Base 256 Compression

Fillo Farber · June 21, 2011

I'm looking for a way to compress 7 digit floats that range from 0.000001 to 9.999999 . I ran across the following Base 256 compression script in the WIKI. I thought I could adapt it to my use but I can't seem to get it to work correctly as shown in the WIKI. The return values I get all have a leading 0 (zero) in front of each character. *EDIT* Also any ideas as to how to convert this to use with a base 10 input would be greatly appreciated. I don't need those hyphens inserted but I need the decimal point. *END EDIT* Thanks in advance!

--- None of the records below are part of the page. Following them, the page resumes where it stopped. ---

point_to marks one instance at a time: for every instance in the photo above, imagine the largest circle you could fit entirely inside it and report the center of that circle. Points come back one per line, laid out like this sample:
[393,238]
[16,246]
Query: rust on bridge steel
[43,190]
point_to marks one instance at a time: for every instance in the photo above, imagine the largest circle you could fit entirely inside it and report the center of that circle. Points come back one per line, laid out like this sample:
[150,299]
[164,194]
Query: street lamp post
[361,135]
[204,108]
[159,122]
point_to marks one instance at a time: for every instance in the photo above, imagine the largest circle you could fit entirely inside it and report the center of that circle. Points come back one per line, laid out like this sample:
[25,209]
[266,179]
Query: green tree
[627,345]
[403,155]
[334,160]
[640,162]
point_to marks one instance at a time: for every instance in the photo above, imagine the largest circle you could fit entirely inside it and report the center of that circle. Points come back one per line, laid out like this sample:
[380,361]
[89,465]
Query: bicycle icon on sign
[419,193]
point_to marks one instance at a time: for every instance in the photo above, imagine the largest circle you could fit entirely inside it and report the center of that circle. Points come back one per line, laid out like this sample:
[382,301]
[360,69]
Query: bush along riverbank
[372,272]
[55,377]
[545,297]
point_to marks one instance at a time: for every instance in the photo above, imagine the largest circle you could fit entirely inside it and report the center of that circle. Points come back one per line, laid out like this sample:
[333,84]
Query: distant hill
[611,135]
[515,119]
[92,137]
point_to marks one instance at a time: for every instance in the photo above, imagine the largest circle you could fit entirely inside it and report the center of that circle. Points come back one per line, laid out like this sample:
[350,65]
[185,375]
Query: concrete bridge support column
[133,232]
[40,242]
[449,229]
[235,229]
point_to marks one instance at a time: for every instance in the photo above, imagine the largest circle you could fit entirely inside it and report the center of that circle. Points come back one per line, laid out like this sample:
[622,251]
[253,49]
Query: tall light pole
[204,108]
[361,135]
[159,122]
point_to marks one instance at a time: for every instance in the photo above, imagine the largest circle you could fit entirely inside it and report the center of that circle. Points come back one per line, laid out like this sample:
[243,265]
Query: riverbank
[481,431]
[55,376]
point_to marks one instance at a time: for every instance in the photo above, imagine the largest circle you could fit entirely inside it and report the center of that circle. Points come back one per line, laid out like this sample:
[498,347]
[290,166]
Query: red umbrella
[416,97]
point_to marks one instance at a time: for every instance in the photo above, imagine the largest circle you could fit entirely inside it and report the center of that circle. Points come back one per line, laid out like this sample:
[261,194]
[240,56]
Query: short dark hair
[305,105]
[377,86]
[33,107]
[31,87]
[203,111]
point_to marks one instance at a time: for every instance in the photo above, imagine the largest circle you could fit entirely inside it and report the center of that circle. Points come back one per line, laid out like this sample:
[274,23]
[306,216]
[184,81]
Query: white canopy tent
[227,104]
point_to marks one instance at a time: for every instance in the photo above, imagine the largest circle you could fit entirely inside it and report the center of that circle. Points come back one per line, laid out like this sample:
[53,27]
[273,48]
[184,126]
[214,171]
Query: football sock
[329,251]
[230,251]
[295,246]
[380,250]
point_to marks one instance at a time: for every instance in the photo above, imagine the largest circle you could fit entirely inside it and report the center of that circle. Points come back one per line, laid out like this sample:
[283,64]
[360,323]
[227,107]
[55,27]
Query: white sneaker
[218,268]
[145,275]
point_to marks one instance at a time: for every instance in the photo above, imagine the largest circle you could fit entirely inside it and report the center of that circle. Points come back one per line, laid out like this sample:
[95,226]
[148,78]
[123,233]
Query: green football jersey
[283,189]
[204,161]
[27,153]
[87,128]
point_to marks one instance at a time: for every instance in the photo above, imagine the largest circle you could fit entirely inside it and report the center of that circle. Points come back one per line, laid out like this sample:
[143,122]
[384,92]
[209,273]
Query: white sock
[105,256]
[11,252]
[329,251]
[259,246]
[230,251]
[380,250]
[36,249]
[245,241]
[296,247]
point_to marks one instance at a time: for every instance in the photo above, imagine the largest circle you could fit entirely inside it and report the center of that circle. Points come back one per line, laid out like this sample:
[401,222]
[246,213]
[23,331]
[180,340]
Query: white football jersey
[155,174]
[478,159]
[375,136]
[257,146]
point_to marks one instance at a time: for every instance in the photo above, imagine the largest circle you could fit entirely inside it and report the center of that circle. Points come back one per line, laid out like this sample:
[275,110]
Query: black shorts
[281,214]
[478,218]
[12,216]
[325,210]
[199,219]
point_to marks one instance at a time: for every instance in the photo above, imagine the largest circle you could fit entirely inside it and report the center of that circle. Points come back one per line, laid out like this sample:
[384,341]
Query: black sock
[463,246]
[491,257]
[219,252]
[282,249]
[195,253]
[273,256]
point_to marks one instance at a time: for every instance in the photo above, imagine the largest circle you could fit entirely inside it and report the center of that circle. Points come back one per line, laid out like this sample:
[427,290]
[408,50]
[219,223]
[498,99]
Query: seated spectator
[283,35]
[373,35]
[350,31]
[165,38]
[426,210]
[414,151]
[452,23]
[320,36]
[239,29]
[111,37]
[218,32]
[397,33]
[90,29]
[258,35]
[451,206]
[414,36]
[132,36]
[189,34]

string lslBase256Chars = "0123456789abcdefghijklmnopqrstuvwxyz!\"#$%&'()*+™-./:;<=>?@ABCDEFGHIJKLMNOPQRSTUVWXYZ[\\]^_`{|}~¡¢£¤¥¦§¨©ª«¬®¯°±²³´µ¶·¸¹º»¼½¾¿ÀÁÂÃÄÅÆÇÈÉÊËÌÍÎÏÐÑÒÓÔÕÖ×ØÙÚÛÜÝÞßàáâãäåæçèéêëìíîïðñòóôõö÷øùúûüýþÿĀāĂăĄąĆćĈĉĊċČčĎďĐđĒēĔĕĖėĘęĚěĜĝĞğĠġĢģĤĥĦħĨĩĪīĬĭĮįİıĲĳĴĵĶķĸĹĺĻļĽľĿŀŁłŃńŅ";
string lslHexChars = "0123456789abcdef";
 
string compressKey(key _key) {
    string k = llToLower((string)llParseString2List((string)_key, ["-"], []));
    integer l = llStringLength(k);
    integer j;
    integer v;
 
    string out = "";
    integer i = 0;
    do {
        j = i + 1;
        v = (llSubStringIndex(lslHexChars, llGetSubString(k, i, i)) << 4) | 
            llSubStringIndex(lslHexChars, llGetSubString(k, j, j));
        out = (out = "") + out + llGetSubString(lslBase256Chars, v, v);
    } while ((i += 2) < l);
 
    return (out = k = "") + out;
}
 
key decompressKey(string k) {
    integer l = llStringLength(k);
    string out = "";
    integer v; integer j; integer x;
    integer i = 0;
 
    do {
        v = llSubStringIndex(lslBase256Chars, llGetSubString(k, i, i));
        j = v >> 4; x = v & 0xF;
        out = (out = "") + out + 
            llGetSubString(lslHexChars, j, j) + 
            llGetSubString(lslHexChars, x, x);
    } while ((++i) < l);
 
    return (key)llInsertString(
        llInsertString(
            llInsertString(
                llInsertString((out = "") + out, 8,"-"),
                13,
                "-"
            ),
            18,
            "-"
        ),
        23,
        "-"
    );
}

Fillo Farber · June 21, 2011

I think I found the issue with the leading zeros. I changed the one line in the output function from this:

out = (out = "") + out + llGetSubString(lslHexChars, j, j) + llGetSubString(lslHexChars, x, x);

to this:

out = (out = "") + out + llGetSubString(lslHexChars, x, x);

Void Singer · June 21, 2011

when you say compress, what exactly do you mean? floats store that much precision in only 6 bytes, so you aren't going to get much better than that. if you mean as text, then a key crusher isn't what you want.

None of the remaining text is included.